I tucked my cupcakes safely in the carrier and made my (slightly nervous) way over to Veg Fest. After I'd dropped off my cupcakes, I went to help my friend Lisa sell books at the Octopus Books table. It worked out well for both of us. Lisa got help managing the table and I got to stay busy and sell books, which is something I miss doing since I stopped working at Octopus years ago.

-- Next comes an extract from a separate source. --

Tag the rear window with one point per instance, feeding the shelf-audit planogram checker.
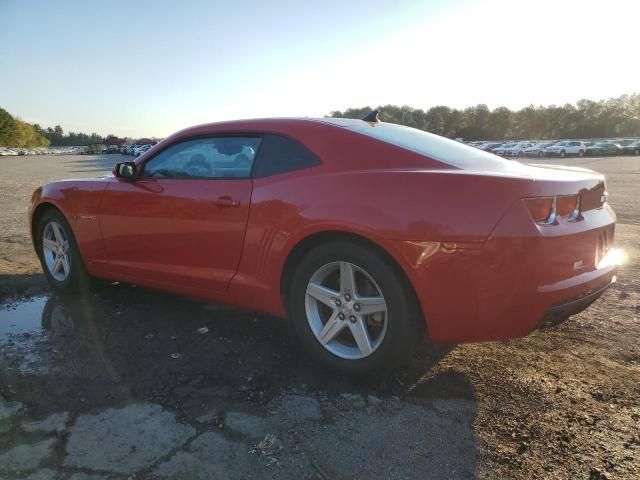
(433, 146)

Lisa was happy that I knew a lot about the vegan cookbooks we had at the table and I spent a lot of time chatting with people about which cookbook was most suited for their needs and recommending specific recipes out of the books I had at home.
I did manage to get a peek into the cupcake judging room at one point and found out that my cupcakes had made it into the top ten! Since that was the goal I'd set for myself I was quite pleased. The festival got busier and busier and I was too busy talking to people about cookbooks to worry much about the final results of the judging.

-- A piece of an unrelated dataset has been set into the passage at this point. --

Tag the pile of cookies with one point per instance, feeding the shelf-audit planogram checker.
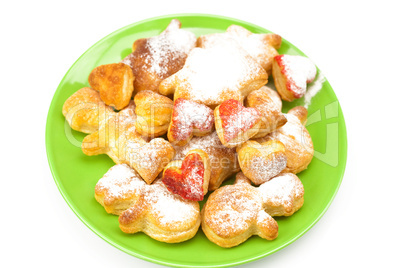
(180, 115)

At 2:30 they announced the runner up and the winner. I wandered over to hear the results. And guess what?
I won the whole thing! I got a giant bag of vegan products, mostly chocolate and baking supplies from Cocoa Camino, but also some samples from Vega and a few gift certificates. And, even better, Auntie Loo's Treats is going to be making my cupcake and selling it at their bakery and through their distributors for a limited time. Can you imagine? It excites me to no end. I've hit the cupcake big time. And now here's the recipe so you can hit the big time too, in the privacy of your own home.

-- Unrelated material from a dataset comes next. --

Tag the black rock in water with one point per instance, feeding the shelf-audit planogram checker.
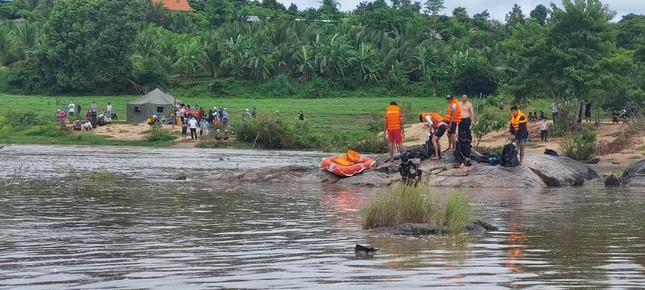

Dark Chocolate Almond Cupcakes
1 1/2 cups all purpose flour
1/4 cup almond meal
6 tbsp cocoa powder
1 tsp baking powder
1 tsp baking soda
1/4 cup vegan margarine
1 cup unrefined cane sugar
1 tsp vanilla extract
2 tsp almond extract
2 tbsp ground flax seed mixed with 6 tbsp water
1 cup unsweetened almond milk soured with 1 tsp vinegar
Preheat oven to 375 degrees.
Grease muffin tins (or fill with paper liners).
Sift flour, almond meal, baking powder, baking soda, and cocoa powder together in a small bowl.
In a larger bowl, cream margarine and sugar. Add flax and water mixture and both extracts.
Alternately add dry ingredients and soured almond milk to margarine mixture, stirring until smooth.
Bake for 25 minutes or until a toothpick inserted in the middle of one cupcake comes out clean.
Makes a dozen large cupcakes, but I wanted mine to be slightly smaller so I was able to make 16 total.
Chocolate Almond Frosting
1/4 cup vegan margarine
1/4 cup vegan shortening
1 3/4 cup icing sugar
1 tsp almond extract
2 tbsp almond milk
approximately 1/4 cup sifted cocoa powder
Preferably with an electric mixer, combine the margarine and shortening, then add all other ingredients. If more cocoa is needed to make the icing the colour and flavour of your dreams, then go for it. Top with toasted almonds.
So, needless to say it has been quite a weekend. Now if you'll pardon me, I need to go take 100 naps.